Documents seen by the Ham&High have revealed that Haringey Council CCTV cars were ordered to hit a minimum quota of 260 parking tickets a day – a total of 87,360 a year.

Community leaders and traders in Highgate Village described the practice as “appalling and immoral” and say it proves CCTV cars are a “money making exercise” for the council.

Emails sent between the local authority’s parking manager and supervisors show the combined targets set for parking tickets issued by CCTV cars and wardens across Haringey in 2008 was 121,632.

The emails were sent on April 10, 2008 – 10 days after the government issued guidelines which stated parking fine quota systems were illegal.

Chairman of the Highgate Society, Kirsten de Keyser, said: “Nobody should ever impose targets, that’s appalling. It’s not some kind of profit driven business. They should never use fines and penalties to raise money. It’s immoral and unethical.”

Haringey Council has strongly refuted that any quota system is currently in place.

The leaked email from April 2008 said: “The (CCTV cars) target for the year is 87,360 We are confident that we can achieve this target given that we are taking on new operators, return of a CCTV manager and the new cameras coming online.”

The emails also show parking wardens in the borough were given a minimum target of issuing 362 parking tickets a day across the team.

Another email to supervisors dated May 7, 2010, said staff were “not performing” to the “average expectation” and threatens staff dismissal or a conduct hearing if improvements were not made.
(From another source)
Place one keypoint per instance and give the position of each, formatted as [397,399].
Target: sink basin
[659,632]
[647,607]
Last summer the owners of Highgate Butchers feared they would have to close their shop in the village after their supplier was continuously fined when it tried to make deliveries.

In one week the supplier was ticketed three times and landed with a bill of £330 because of a CCTV smart car, run by the council’s external parking contractor On Time, parked.

Reacting to the news of the targets, owner Lee Harper, said: “I’m not surprised, it’s a money generating exercise. We have to pay rates – £925 a month – and we need to have the meat in to sell, so it’s a paradox. I’m one guy trying to make a living.”

Haringey Council said it does not set targets for parking penalties and it is inaccurate to claim it does. It insists the email from 2010 clearly states that there is not a target for penalties.

Its spokesman said: “The email from 2008 is now five years old. We did not set targets after legislation was changed. In that email the officer incorrectly used the term “targets” to refer to forecasts for the following year.”

“These forecasts are common practice, and are designed to give an overview of workload for the coming year, rather than as any measure of staff performance.”